I guess the earth must no longer be warming, and that CO2 emissions have stopped, because while we hear much about money and political bickering on the news, one topic that used to fill the headlines has practically disappeared. We are back in the era where I need to justify getting a low-emission car, or buying green electricity. People give me that puzzled look when I explain that I switch off my engine at traffic lights to save petrol, and when I don’t accelerate like a mad person afterwards, only to stop again a minute later. What strange behaviour on a planet that is going through the anthropocene unscathed…of course. No, climate change is as real as ever. But everyone is calm – why bother reaching an international agreement on emission reduction, while they continue to grow every year, and what’s wrong with a few more hot days for us Central Europeans anyway. And is the whole story true in the first place? Polls show increasing scepticism towards man-made climate change, the sad result of a discourse created by the lack of media coverage and European government policy. In this post I want to investigate the causes of the disappearance of climate change from the news reports, highlighting however, that climate change presents a massive threat to continued human existence on earth, and that more needs to be done.

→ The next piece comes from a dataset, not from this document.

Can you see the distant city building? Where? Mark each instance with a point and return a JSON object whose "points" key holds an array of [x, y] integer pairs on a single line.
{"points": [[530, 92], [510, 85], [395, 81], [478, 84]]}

|Areas affected by a 1m sea level rise|
To me it is quite obvious why the German and European political discourse of the 2000s was permeated by environmental concerns: Europe is one of the most dependent regions of the planet when it comes to energy. Fossil fuel reserves are barely available, and the vast majority of European natural gas and crude oil requirements are met by imports from Russia and the Gulf states. Awareness of immanent ‘peak oil’ and of Europe’s vulnerability to price fluctuations, made references to climate change an essential aspect of the justifications of mega-investments in energy infrastructure, particularly if one has to keep the balance between the need of increased self-sufficiency and good diplomatic relations with one’s geographical neighbours. It is difficult if not impossible to currently answer the question whether the climate change discourse was intentionally started to justify the movement towards energy self-sufficiency, but one can certainly say that it helped. In Germany, the climate change discourse became unnecessary after Fukushima – public opinion widely supported the conservative government’s plans to quit nuclear power, in spite of the move’s inevitable outcome of the large-scale transformation of landscapes. Thousands of wind turbines have been and are being constructed both on and offshore and enormous power lines are needed to transport electricity to the continent. This argument however, offers only a partial and regional explanation for the disappearance of the climate change discourse, which is not unique to Germany.
Another obvious reason for the changing discourse is the decline in public support for action against climate change. While surveys do indeed show this trend throughout Europe, in some cases quite drastically, they often suggest somewhat impartial explanation, which is why I think that the true reasons lie in an interplay of all of them. Surveys thus often cite “climategate” or financial uncertainty due to the economic crisis as the highest ranking factors in determining this alteration. Indeed, there may be some truth to both arguments. The misleading IPCC report on 2009 revealed that there were those interested in producing particular results in climate research, placing an endeavour into doubt, that’s usefulness was seen sceptically anyway. When days got cold in two consecutive European winters, public belief in climate change decreased even further, although this causal connection is very difficult to establish using statistics. Petrol prices have risen dramatically since 2009, in some cases by up to 50%, and people have become less willing to pay extra taxes to fight a problem that they are not even sure exists. The time-scales used in global climate predictions appear to be a power too high to cause rational behaviour, and humanity falls back into the dilemma where it is believed that one’s own individual actions can’t change anything anyway. The result is that the majority (albeit a smaller majority) of Europeans continue to believe in man-made climate change, although they feel unwilling or unable to do anything about it. Fortunately, the world is organised into larger political units that can circumvent the aforementioned coordination problem, yet the public inertia is mirrored in the world of international relations, where China blames Europe, where Europe blames America, and where Americans don’t really care in the first place. So, everyone!, let’s carry on blasting CO2 into the Earth’s atmosphere, because there just isn’t anything we can do. Let’s just wait and see what happens.
|Webcam image of the melting North Pole, 22 August 2012|
Well, I’ll tell you what happens. In the last couple of days, the Arctic ice cover has shrunk to the smallest extent ever recorded. While the average ice cover for the 1980s was something like 8 million km², it has now dropped to 3.4 million km², breaking the previous record of 2007 by over 500,000km² - the size France. The 2000s were by far the warmest decade on record, and atmospheric CO2 concentrations have risen by 70% since the beginning of industrialisation. Climate change has by no means lost its relevance; it is happening, and foresters and farmers all over the world can already tell the difference. I am sceptical that globally coordinated action will really come about, although that would obviously be the only way to accomplish a change. I am somewhat more optimistic about Europe itself, which seems to be on track for reducing its own CO2 emissions, although perhaps with a rather non-altruistic motive. I’m going to end this post with a line from a song by Die Fantastischen Vier, which translates into this: “Put all the blame on us; you can keep all the other stuff!”